Before COVID-19, the federal Health Resources and Services Administration estimated that the United States had a shortage of roughly 20,000 physicians, particularly in rural and underserved urban areas. (This is a conservative estimate, as it only covers primary care and psychiatry and not shortages in any other specialties.) The AAMC has projected that the existing shortage will get worse over the coming decades. The latest data from our annual report, The Complexities of Physician Supply and Demand: Projections from 2018-2033, projects a shortage of between 54,100 and 139,000 physicians by the year 2033.
Of course, these projections were developed pre-COVID-19, but they underscore twin realities of health care delivery both before the pandemic and now: The nation’s population is growing and aging, and much of the physician workforce is near retirement. The pandemic has intensified these shortages and left a disproportionate share of both patients and doctors at greater risk from a virus that is most deadly for its older victims. A third of the nation’s physicians are aged 60 or older, and well over half (57%) are over 50.
Our report further highlights that we face increasing shortages of physicians in both primary care and specialty care, including medical specialties like pulmonology, critical care, and infectious disease that are in such high demand right now. Specifically, we project a national shortfall of at least 21,400 primary care physicians, 9,300 medical specialists, 17,100 surgical specialists, and 17,100 physicians in “other specialties” such as anesthesiology, pathology, and neurology — all by 2033.

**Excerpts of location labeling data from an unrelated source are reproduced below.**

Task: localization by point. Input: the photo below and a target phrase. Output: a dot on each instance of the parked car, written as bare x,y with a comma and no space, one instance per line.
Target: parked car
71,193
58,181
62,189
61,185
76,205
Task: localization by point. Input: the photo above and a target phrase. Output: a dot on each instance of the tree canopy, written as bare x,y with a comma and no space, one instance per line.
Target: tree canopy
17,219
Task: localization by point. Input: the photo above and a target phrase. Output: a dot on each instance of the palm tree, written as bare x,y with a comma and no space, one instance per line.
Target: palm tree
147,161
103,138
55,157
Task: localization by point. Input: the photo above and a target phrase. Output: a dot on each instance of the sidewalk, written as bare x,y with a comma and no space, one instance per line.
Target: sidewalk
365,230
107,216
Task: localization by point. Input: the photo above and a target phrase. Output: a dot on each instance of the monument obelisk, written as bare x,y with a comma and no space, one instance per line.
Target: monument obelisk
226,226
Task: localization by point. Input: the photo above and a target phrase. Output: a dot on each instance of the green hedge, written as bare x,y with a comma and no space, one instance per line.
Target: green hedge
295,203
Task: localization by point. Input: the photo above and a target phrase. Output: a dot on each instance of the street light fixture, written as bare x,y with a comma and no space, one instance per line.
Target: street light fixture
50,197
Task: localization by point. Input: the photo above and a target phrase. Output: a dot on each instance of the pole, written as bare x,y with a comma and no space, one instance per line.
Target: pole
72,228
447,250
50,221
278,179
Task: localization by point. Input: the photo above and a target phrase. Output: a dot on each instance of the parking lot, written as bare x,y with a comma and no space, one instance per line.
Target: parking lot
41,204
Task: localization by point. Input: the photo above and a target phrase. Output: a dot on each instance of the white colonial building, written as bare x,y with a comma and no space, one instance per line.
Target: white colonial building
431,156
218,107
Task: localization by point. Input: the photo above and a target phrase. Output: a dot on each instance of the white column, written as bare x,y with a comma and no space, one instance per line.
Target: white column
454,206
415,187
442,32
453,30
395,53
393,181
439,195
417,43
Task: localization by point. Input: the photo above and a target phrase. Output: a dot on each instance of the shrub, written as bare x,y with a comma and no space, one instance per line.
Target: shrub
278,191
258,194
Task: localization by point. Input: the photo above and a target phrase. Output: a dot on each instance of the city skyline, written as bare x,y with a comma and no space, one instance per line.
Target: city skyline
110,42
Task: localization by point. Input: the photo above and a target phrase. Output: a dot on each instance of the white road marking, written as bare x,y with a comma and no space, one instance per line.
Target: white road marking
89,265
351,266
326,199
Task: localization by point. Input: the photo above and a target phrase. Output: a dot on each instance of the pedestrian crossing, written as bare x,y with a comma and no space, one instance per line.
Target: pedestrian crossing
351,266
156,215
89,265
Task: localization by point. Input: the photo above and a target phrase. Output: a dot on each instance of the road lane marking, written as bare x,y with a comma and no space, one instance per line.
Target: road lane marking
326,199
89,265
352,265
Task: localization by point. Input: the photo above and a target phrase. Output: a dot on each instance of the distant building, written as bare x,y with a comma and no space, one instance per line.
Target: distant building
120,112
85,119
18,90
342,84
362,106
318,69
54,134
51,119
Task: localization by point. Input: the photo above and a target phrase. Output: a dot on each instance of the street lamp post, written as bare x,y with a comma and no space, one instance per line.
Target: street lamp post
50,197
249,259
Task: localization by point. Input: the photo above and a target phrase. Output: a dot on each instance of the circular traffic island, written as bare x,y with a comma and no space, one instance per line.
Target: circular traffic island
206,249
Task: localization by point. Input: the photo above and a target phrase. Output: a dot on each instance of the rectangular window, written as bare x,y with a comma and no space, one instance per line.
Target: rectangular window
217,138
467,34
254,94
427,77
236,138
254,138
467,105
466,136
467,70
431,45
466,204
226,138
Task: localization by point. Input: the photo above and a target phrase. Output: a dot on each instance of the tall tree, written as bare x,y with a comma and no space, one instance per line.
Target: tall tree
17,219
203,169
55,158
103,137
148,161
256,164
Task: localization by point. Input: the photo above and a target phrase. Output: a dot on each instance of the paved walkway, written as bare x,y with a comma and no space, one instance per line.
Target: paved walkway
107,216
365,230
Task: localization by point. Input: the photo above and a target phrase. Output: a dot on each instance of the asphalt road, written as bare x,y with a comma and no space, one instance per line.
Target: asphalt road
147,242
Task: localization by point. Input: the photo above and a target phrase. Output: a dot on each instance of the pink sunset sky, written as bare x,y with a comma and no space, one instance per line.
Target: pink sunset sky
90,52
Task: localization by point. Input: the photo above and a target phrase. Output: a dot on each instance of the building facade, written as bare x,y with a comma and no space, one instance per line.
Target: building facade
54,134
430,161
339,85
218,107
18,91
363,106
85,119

The pandemic has reminded us how our health care professionals need to work in teams, and that each profession needs to provide the highest level of care it can — to practice at the “top of its license.” The pandemic has also underscored how important telehealth is for access to health care, especially for vulnerable populations, and how well it can be used to provide all kinds of health care that many of us had not considered to be “telehealth-friendly” before now. To bolster these approaches to improving our health care in a time of crisis, federal and state governments have relaxed scope of practice restrictions, allowing critical health care providers such as physician assistants (PAs) and nurse practitioners (NPs) to contribute as much as they can. The Centers for Medicare & Medicaid Services has also recognized that it needs to reimburse telehealth care as health care, because it enables important assessments and medical decisions and also because we have demonstrated its importance to access. We can only hope that after this crisis has passed, these opportunities to advance care delivery will remain in place as enduring changes.
The pandemic has likewise underscored how important our physician workforce is and how we do not have enough physicians in the right specialties in the right places. We have been forced into extreme measures, going so far as to move physicians cross-country, recruit them out of retirement, or even — in some desperate instances — graduate medical students early. What we have not done is recognize in any formal way the underlying causes of our physician shortages. While we cannot do anything about an aging population, we can acknowledge that an aging population will increasingly need complex specialized care. We can also recognize that our physician workforce is aging and increasingly burnt out, and we can imagine that being on the front lines of this pandemic is likely to exacerbate that burnout and make early retirement more appealing. Just as we need to continue to allow PAs and NPs to do as much as they can and also continue to build better telehealth infrastructure and recognize it as full-fledged health care in how we deploy and reimburse it, we also need to acknowledge that we need to train more physicians.
To ensure that our nation has enough physicians, in 2006 the AAMC called for a 30% increase in medical school enrollment over 2002 levels. We have recently exceeded that figure, but the growth in medical school students at both MD and DO schools will not, in and of itself, guarantee us more doctors. To increase the numbers of new doctors entering practice every year in the United States, we need to increase the capacity of our graduate medical education system. And we need to make sure that we are training the kinds of physicians we need, not just today but also 10 and even 20 years from now, to meet the needs of an aging population and be ready for whatever else may come.